The log is the following:

  ____________       _____________
 ____    |__( )_________  __/__  /________      __
____  /| |_  /__  ___/_  /_ __  /_  __ \_ | /| / /
___  ___ |  / _  /   _  __/ _  / / /_/ /_ |/ |/ /
 _/_/  |_/_/  /_/    /_/    /_/  \____/____/|__/
Starting flask
 * Serving Flask app "airflow.utils.serve_logs" (lazy loading)
 * Environment: production
   WARNING: This is a development server. Do not use it in a production deployment.
   Use a production WSGI server instead.
 * Debug mode: off
[2021-07-13 08:57:29,682] {_internal.py:113} INFO -  * Running on http://0.0.0.0:8793/ (Press CTRL+C to quit)
[2021-07-13 08:57:29,690] {scheduler_job.py:1270} INFO - Starting the scheduler
[2021-07-13 08:57:29,691] {scheduler_job.py:1275} INFO - Processing each file at most -1 times
[2021-07-13 08:57:29,696] {dag_processing.py:254} INFO - Launched DagFileProcessorManager with pid: 129
[2021-07-13 08:57:29,697] {scheduler_job.py:1839} INFO - Resetting orphaned tasks for active dag runs
[2021-07-13 08:57:29,701] {settings.py:52} INFO - Configured default timezone Timezone('UTC')

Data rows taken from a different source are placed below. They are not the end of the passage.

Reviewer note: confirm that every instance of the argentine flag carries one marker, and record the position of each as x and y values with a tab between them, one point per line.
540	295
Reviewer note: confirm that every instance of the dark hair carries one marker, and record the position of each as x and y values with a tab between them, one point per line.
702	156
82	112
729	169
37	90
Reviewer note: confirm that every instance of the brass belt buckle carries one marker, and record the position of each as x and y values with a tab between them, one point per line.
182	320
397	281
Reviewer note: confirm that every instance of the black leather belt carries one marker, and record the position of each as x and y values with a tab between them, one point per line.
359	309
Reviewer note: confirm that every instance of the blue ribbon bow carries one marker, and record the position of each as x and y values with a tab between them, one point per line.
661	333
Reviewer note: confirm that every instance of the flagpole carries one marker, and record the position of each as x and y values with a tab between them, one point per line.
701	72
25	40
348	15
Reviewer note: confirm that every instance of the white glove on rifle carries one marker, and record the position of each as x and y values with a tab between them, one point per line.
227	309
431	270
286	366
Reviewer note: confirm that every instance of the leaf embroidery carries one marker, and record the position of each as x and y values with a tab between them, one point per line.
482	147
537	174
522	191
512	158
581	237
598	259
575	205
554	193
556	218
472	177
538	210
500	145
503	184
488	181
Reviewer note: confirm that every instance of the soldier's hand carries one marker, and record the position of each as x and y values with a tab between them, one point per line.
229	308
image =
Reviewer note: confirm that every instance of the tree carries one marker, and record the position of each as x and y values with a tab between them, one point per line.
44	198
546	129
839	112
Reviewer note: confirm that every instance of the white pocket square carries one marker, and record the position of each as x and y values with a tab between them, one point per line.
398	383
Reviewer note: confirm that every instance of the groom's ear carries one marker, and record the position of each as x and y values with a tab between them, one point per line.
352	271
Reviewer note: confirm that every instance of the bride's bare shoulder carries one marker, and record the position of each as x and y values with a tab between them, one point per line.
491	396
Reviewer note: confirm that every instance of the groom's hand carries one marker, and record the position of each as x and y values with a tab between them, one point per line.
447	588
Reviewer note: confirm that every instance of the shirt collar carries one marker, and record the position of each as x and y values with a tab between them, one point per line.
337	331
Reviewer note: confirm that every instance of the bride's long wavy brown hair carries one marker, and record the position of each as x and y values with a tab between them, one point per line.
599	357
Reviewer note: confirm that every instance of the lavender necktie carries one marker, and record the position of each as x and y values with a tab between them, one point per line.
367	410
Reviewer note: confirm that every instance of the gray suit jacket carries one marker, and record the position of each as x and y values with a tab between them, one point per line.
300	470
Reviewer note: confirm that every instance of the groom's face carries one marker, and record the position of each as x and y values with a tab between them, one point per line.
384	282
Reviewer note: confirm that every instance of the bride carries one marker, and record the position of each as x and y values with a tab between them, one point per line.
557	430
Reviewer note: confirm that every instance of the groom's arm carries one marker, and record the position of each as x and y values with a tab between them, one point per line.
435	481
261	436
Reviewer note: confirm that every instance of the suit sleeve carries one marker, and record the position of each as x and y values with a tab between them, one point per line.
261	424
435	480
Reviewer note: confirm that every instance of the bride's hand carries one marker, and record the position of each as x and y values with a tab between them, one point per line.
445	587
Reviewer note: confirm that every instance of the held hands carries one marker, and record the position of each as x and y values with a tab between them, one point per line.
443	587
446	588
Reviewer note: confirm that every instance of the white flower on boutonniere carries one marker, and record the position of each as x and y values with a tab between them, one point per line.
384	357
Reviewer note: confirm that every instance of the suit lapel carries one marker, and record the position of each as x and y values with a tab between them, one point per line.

[2021-07-13 08:57:29,711] {dag_processing.py:532} WARNING - Because we cannot use more than 1 thread (parsing_processes = 2 ) when using sqlite. So we set parallelism to 1.
[2021-07-13 08:57:37,907] {scheduler_job.py:964} INFO - 1 tasks up for execution:
        <TaskInstance: example_subdag_operator.section-1 2021-07-11 00:00:00+00:00 [scheduled]>
[2021-07-13 08:57:37,909] {scheduler_job.py:998} INFO - Figuring out tasks to run in Pool(name=default_pool) with 128 open slots and 1 task instances ready to be queued
[2021-07-13 08:57:37,909] {scheduler_job.py:1025} INFO - DAG example_subdag_operator has 0/16 running and queued tasks
[2021-07-13 08:57:37,909] {scheduler_job.py:1086} INFO - Setting the following tasks to queued state:
        <TaskInstance: example_subdag_operator.section-1 2021-07-11 00:00:00+00:00 [scheduled]>
[2021-07-13 08:57:37,911] {scheduler_job.py:1128} INFO - Sending TaskInstanceKey(dag_id='example_subdag_operator', task_id='section-1', execution_date=datetime.datetime(2021, 7, 11, 0, 0, tzinfo=Timezone('UTC')), try_number=1) to executor with priority 4 and queue default
[2021-07-13 08:57:37,911] {base_executor.py:82} INFO - Adding to queue: ['airflow', 'tasks', 'run', 'example_subdag_operator', 'section-1', '2021-07-11T00:00:00+00:00', '--local', '--pool', 'default_pool', '--subdir', '/opt/airflow/dags/monitor.py']
[2021-07-13 08:57:37,922] {sequential_executor.py:59} INFO - Executing command: ['airflow', 'tasks', 'run', 'example_subdag_operator', 'section-1', '2021-07-11T00:00:00+00:00', '--local', '--pool', 'default_pool', '--subdir', '/opt/airflow/dags/monitor.py']
[2021-07-13 08:57:39,332] {dagbag.py:496} INFO - Filling up the DagBag from /opt/airflow/dags/monitor.py
Running <TaskInstance: example_subdag_operator.section-1 2021-07-11T00:00:00+00:00 [queued]> on host 969b77ead72f

@hafid-d Can you get the scheduler logs?